妖怪旅日記

妖怪をこよなく愛する人を敬意を評して「妖怪馬鹿」というそうです。いつかは私も妖怪馬鹿といわれてみたいもんです。私の尊敬する妖怪馬鹿、多田克己さん、村上健司さんの妖怪をめぐる旅の珍道中の本です。この妖怪馬鹿コンビの他に京極夏彦氏、荒俣宏氏、水木御大がからむんですから予想を裏切らない素晴らしい妖怪巡りの旅になっています。

図書館の解説より
水木しげる荒俣宏京極夏彦の妖怪最強トリオと、多田克己、村上健司の妖怪最悪コンビが繰り広げる妖怪珍道中記。京極夏彦描き下ろしの水木しげるパロディ妖怪漫画付き

私が多田克己さんのお名前を私が知ったのは国書刊行会 北斎妖怪百景の編者としてみたのが始めてだったと思います。天才北斎の描く妖怪は素晴らしく怖いです。そして、多田さんの丁寧な詳しい解説が素晴らしくてこの名前を記憶しました。※他には暁斎妖怪百景もおススメです。

北斎妖怪百景

北斎妖怪百景

今回の旅はしょっぱなから京都の広隆寺の奇祭「牛祭」のレポから始まります。牛祭はみうらじゅん氏の「とんまつりジャパン」でも取り上げられた異様なお面をつけた「摩多羅(またら)神」と四天王がお寺の周りを牛に乗って練り歩き、経文を読むというものです。摩多羅(またら)神と四天王のお面を被って練り歩くのですがこのお面がなんとも言えずにシュールでたまらないフォルムなのです。
http://www.uzumasa.net/koryuji/といえばあの国宝、弥勒菩薩半跏思惟像もある名刹です。

そして、妖怪といえば広島県三次市に珍道中は行ってます。
この本で知ったのが、あの私が大好きな「稲生物怪録」を題材にして漫画にしていたことを知りました。

木槌の誘い (小学館文庫)

木槌の誘い (小学館文庫)

稲生物怪録の舞台の広島方面の旅では稲生神社(この旅行中に稲生神社を後に取材した東雅夫氏がこのときに奉納された幟を発見することになります)そして国前寺で行われる年に一度の木槌の御開帳が行われる「稲生祭」に参加します。このの祭りに参加した様子の詳しい様子なんですが、お祭りの様子は厳粛で素晴らしいのですが、恐ろしいことにお祭り前日に村上さんの一言で触ってはいけない木槌を触れてしまったというエピソードはびっくりしました。妖怪馬鹿だからこそなせる業なのでありましょう。

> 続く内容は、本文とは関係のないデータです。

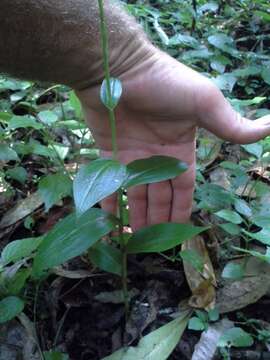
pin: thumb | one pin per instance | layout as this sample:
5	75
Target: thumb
218	116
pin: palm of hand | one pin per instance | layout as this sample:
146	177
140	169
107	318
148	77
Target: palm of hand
163	101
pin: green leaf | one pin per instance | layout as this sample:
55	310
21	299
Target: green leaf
266	72
17	282
153	169
230	228
196	324
255	149
263	235
71	237
229	215
26	121
223	42
47	117
233	271
53	188
7	154
236	337
159	344
213	314
10	307
96	181
193	258
263	257
242	207
76	104
18	173
55	355
225	81
19	249
161	237
106	257
186	40
116	92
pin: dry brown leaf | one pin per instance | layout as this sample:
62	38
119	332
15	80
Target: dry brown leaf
202	285
235	295
21	210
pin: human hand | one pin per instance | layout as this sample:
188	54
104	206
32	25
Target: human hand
163	102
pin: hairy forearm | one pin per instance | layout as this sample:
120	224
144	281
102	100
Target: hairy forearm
59	41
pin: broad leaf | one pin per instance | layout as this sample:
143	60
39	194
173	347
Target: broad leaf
15	285
96	181
9	308
53	188
7	154
233	271
153	169
55	355
193	258
71	237
76	104
159	344
262	235
47	117
263	257
18	173
26	121
19	249
230	228
236	337
116	92
161	237
196	324
243	208
106	257
229	215
255	149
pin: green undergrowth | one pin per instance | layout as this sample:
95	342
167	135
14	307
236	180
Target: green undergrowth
47	149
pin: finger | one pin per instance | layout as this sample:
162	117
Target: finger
159	202
183	187
137	201
110	204
217	116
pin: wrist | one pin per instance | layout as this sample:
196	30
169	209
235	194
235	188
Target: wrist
126	56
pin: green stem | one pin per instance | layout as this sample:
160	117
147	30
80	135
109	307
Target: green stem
105	50
123	251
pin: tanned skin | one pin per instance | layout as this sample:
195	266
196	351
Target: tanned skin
163	101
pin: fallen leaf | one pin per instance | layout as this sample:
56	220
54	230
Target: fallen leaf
24	208
157	345
235	295
206	347
202	284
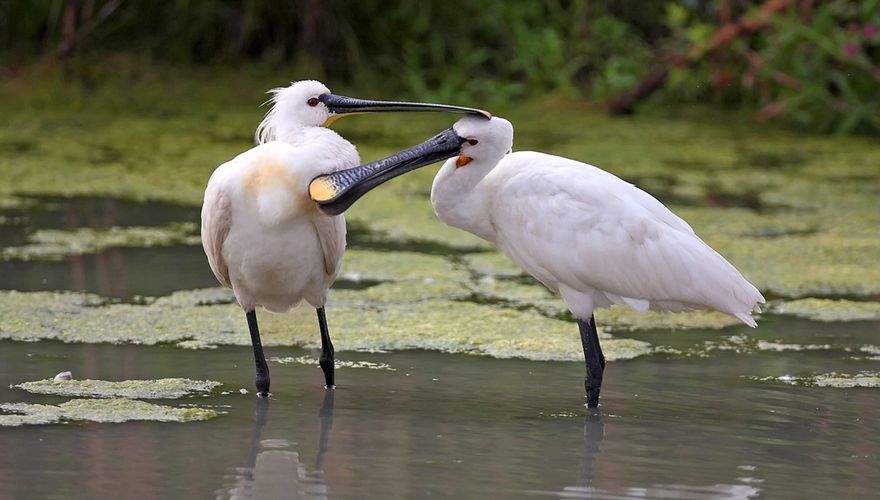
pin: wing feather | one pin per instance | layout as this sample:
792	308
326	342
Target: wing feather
331	235
216	221
570	223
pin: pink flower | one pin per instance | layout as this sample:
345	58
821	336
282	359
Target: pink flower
851	49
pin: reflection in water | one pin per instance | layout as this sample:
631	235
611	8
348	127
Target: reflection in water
272	470
594	435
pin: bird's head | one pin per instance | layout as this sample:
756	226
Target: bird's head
309	103
471	138
486	141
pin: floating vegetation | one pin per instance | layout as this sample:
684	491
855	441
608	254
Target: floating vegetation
363	322
166	388
830	310
340	363
56	244
743	344
98	410
777	346
833	379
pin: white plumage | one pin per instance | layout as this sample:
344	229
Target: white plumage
583	232
263	235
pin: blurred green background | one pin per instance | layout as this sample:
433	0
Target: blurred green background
811	64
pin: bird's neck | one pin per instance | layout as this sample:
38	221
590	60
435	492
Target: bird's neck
459	199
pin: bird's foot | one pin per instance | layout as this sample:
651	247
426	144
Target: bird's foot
593	387
328	366
262	388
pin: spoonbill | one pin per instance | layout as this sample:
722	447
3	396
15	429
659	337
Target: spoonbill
263	237
584	233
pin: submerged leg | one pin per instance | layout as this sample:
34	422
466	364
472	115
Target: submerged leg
259	358
328	358
594	359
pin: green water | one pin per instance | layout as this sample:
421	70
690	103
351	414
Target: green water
455	426
694	405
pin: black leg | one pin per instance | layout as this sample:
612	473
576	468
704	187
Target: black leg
594	358
328	359
259	358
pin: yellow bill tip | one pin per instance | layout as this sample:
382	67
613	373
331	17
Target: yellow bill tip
321	189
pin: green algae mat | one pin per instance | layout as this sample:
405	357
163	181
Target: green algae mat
799	215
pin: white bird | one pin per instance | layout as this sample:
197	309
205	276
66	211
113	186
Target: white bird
263	237
584	233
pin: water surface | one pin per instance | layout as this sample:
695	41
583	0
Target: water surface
451	426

そのほかにも京都の安部清明の地やいざなぎ流の高知県物部村の大祭のレポなども満載で楽しんで読みました。小松和彦さんの本も私はとても好きなのですが物部村のいざなぎ流の太夫の紹介をしたのは小松さんだというのを今回知りました。
物部村では過疎化が進んでいざなぎ流の継承者がいなくなる危機に瀕しているとか・・・。存続を祈るばかりです。

妖怪サークル「隠れ里」のレポもとても面白かったです。。東北への旅なので遠野物語の地を訪ね、座敷童の出る旅館に泊まり、岩手の名のおこりになった三ツ石神社を訪ね、締めは那須の金毛九尾の狐で有名な殺生石というものだったそうです。妖怪好きが集まるサークルなんて夢があってそんな珍道中はとてもうらやましく読ませてもらいました。

今日の写真は水曜日に行った烏森神社の狛犬なんですが、遠野には河童狛犬っていうのがおります。狛犬の頭が河童です(笑)
さすが河童といえば黄桜ってことで黄桜酒造のHPのリンクで河童狛犬が見れます。→ページが見当たりません|黄桜株式会社


黄桜の河童といえば小島功先生の描くセクシー河童が大好きです。